Sunday, May 2, 2010

That Dreaded Question...

I love what I do for a living. There is no doubt in my mind that I am internally wired by God to be a minister. Most importantly, God has called me to be a minister and has equipped me by giving me gifts to be a minister. I very rarely have those “I don’t want to wake up and go to my job” mornings. I truly do love my job (my calling).

However, I have come to dread telling people – especially strangers – what I do for a living. I avoid giving out that information at all cost. And I cringe when I get asked the dreaded question – what do you do for a living?

Now, here me out before you assume that I am ashamed of my profession or, even worse, my God. NO WAY!

I only say that I avoid the dreaded question, because people often change how they act or how they treat me because I work for a church. The perfect way to describe what often happens is that a big, thick wall gets put up. Before that information leaked, I was just a nice guy who wanted to have a good conversation. After that information leaked, I turn into a minister that has an agenda.

Tonight I can think of two places where the walls from the dreaded question seem to be thrown up the most.

The first place is THE GYM. One of the advantages of living in a small town is that most people know you and know what you do. One of the disadvantages of a living in a small town is that most people know you and know what you do. I have noticed that I tend to hang out with a lot of “church people”. One thing about the gym that I like is that I am hanging out with people who are not necessarily “church people”. People are pretty real in the gym. Maybe it is all the testosterone, the sweat, or the often hideous workout clothes that helps get people real. People are often raw in the gym. The filters tend to come down and people are more authentic. I have had some very unusual conversations in the gym that I probably would not have with a church member directly after Sunday service. However, you should see how quickly people change how they treat me and what they say when they get the knowledge that I am a minister.

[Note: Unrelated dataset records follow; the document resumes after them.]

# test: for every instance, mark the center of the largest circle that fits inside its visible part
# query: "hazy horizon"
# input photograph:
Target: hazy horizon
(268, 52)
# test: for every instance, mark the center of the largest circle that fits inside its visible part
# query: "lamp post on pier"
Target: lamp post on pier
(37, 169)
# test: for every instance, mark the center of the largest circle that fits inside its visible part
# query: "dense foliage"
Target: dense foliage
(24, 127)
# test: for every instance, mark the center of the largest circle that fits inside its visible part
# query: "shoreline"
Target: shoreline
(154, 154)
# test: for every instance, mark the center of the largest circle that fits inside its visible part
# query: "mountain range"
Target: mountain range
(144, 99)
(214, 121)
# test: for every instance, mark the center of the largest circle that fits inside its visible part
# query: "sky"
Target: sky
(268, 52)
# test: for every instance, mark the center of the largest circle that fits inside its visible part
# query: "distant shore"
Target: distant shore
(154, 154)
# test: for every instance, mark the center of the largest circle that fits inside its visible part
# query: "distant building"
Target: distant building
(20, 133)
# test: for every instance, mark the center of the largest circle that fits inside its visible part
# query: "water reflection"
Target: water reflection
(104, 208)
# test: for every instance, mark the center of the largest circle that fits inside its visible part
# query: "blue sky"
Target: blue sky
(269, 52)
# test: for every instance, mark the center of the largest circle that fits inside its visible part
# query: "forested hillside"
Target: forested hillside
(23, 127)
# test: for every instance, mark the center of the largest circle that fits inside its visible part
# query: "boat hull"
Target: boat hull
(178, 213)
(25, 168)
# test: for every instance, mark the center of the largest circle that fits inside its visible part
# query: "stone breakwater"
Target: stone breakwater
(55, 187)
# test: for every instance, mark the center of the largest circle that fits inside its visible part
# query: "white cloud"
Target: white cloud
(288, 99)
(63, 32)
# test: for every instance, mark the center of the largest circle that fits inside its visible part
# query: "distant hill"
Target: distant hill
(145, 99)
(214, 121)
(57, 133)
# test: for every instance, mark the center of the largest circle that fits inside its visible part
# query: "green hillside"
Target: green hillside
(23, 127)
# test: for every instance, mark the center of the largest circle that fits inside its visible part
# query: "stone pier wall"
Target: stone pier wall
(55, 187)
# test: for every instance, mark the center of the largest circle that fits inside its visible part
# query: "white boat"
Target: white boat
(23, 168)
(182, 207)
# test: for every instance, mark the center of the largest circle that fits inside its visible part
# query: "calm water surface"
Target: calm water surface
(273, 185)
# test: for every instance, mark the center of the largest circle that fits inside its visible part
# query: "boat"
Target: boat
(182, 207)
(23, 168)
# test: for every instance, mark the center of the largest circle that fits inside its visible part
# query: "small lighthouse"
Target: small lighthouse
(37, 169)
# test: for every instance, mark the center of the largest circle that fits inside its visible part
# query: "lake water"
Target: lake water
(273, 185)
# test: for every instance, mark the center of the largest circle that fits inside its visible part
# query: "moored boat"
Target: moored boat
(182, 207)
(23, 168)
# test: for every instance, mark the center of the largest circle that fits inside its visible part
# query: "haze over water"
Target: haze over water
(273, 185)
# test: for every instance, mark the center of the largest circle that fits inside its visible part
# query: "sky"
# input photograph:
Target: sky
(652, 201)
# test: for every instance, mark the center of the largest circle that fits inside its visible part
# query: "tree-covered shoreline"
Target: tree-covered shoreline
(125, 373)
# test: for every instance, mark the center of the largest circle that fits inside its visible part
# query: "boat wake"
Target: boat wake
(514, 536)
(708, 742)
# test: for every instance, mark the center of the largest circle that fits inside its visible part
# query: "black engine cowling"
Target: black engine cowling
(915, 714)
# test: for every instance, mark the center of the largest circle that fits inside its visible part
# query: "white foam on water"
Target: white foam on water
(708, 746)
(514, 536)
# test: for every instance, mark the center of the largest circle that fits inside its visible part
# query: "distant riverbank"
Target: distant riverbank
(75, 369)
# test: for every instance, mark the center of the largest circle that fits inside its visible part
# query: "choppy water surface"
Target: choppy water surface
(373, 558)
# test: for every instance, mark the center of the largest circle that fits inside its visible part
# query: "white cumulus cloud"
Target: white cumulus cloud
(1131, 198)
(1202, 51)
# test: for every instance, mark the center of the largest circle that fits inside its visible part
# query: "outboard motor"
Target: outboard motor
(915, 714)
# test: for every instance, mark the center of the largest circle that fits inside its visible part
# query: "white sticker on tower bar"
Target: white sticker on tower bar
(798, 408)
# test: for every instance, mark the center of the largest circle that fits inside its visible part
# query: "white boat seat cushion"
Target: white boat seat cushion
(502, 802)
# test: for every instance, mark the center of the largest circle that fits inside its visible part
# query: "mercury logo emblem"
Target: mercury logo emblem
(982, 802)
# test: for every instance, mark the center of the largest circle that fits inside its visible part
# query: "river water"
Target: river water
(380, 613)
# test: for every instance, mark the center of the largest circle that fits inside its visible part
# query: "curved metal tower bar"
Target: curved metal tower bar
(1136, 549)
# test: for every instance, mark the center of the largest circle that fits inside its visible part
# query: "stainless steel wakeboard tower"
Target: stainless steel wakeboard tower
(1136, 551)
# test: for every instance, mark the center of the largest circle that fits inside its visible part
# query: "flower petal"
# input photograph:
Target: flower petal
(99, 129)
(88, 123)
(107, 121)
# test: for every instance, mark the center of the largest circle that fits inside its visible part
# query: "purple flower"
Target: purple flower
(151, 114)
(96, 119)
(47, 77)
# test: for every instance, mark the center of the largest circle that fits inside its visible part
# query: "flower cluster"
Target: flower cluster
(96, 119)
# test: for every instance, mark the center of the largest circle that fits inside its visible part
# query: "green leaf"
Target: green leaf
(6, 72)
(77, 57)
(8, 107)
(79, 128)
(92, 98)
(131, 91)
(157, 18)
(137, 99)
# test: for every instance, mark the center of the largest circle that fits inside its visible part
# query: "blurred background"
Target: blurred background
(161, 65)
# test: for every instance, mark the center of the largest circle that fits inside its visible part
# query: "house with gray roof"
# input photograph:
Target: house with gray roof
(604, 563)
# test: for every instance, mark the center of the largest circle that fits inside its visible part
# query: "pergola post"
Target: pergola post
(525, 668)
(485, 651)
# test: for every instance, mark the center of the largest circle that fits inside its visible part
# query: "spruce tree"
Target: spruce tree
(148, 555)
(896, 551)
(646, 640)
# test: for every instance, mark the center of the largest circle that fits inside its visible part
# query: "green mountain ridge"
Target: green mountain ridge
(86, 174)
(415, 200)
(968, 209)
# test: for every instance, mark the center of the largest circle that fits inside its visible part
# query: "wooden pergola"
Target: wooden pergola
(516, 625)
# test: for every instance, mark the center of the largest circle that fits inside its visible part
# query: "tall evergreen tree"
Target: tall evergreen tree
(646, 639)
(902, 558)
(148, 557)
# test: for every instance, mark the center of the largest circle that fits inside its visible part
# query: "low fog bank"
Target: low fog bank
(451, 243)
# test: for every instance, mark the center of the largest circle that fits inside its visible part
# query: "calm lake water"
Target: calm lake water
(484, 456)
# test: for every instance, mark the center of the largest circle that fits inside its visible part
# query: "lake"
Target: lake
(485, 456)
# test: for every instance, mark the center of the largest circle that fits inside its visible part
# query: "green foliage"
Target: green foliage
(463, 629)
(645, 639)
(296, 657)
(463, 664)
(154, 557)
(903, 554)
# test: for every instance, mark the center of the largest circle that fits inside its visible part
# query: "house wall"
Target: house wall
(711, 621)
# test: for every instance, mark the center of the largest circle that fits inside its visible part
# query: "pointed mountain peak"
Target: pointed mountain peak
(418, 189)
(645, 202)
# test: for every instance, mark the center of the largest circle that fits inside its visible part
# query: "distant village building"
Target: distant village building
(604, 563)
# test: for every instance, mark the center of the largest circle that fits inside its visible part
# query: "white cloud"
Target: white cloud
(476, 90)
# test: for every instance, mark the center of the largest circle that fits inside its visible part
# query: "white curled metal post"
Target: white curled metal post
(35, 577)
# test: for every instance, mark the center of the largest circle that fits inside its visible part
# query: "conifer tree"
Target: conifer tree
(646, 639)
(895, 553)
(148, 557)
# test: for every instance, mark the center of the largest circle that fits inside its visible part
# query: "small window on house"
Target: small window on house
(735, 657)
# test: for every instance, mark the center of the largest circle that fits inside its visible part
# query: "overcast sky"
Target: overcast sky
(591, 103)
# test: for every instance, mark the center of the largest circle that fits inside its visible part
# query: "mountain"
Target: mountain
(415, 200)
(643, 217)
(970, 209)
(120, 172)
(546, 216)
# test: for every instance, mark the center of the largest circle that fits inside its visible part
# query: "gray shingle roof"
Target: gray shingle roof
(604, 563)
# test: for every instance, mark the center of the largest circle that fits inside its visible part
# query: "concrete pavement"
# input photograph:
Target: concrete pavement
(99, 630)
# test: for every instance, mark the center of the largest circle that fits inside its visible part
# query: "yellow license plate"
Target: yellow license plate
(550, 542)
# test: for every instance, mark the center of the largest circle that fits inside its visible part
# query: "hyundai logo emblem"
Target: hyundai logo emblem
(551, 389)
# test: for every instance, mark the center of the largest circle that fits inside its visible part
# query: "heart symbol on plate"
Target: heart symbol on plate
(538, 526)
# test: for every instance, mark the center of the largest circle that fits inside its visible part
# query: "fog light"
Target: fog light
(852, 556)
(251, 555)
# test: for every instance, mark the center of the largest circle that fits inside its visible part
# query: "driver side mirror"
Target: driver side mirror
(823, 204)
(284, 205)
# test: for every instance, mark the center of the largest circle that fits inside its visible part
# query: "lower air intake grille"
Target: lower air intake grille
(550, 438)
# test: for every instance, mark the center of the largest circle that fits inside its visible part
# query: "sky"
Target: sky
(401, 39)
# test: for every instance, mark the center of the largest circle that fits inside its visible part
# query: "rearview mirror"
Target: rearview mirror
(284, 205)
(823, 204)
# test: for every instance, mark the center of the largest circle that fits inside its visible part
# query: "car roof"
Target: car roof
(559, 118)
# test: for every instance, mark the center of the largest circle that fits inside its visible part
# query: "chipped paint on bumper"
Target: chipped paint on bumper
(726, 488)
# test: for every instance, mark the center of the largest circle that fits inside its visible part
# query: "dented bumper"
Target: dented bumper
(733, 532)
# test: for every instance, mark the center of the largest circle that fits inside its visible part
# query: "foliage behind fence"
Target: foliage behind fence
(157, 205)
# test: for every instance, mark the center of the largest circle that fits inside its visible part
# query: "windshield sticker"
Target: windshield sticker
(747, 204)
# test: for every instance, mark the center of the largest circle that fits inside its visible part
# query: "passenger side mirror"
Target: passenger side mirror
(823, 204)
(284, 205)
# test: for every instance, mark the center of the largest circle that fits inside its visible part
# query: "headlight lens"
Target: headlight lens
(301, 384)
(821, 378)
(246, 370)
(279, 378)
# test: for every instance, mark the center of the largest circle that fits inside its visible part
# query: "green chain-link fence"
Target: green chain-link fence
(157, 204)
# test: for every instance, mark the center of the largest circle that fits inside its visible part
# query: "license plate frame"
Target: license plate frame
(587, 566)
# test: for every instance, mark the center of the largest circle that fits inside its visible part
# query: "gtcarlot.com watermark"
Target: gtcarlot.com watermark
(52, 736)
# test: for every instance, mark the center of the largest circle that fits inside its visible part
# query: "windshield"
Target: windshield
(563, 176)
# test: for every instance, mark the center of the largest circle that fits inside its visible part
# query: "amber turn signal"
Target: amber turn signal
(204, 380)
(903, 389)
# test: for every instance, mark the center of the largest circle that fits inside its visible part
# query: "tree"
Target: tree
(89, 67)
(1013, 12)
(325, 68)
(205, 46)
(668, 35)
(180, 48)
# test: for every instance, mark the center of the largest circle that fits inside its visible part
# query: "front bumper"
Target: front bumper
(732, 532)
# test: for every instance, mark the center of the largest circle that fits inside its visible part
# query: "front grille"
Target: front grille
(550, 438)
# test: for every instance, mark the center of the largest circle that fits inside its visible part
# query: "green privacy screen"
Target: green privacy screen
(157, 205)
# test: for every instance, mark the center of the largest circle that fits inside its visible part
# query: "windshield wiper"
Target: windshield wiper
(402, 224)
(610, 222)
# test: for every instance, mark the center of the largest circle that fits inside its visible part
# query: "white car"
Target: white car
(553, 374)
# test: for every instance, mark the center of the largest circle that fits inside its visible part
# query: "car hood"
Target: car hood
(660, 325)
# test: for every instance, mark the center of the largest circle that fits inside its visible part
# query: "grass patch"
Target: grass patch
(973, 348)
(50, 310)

The second place I see this happen is on TRAINES. You know…the dreaded sitting by someone you do not know train ride? You either get one of two types of people: the talker or the ignore-at-any-cost person. If I get a talker beside me, I try my hardest to not bring up my occupation as long as I can so I can get the unfiltered, real person before they switch to “I’m sitting beside a pastor so I better behave” mode.

Let me talk to ministers, pastors, clergy, wives of ministers, elders, etc first. There is no doubt in my mind that you understand what I am saying. Hang in there. Keep connecting with people and sharing the good news of the Gospel with people. And when your occupation or title in the church gets in the way of that, keep loving, connecting, and sharing anyway.

Now to the people who are not ministers – please do not change how you act when you are around ministers. We are looking for people who are authentic – even if that authenticity does not look holy or “churchy”. Ministers do not have some special connection with God that you cannot possess, nor do they have Jedi-like powers that can stare into the deepest, darkest corners of your soul. We mess up too. We have fights with our spouses too. We say things we should not say when we stub our toe too. We just love God with all our hearts and get our paychecks from a church.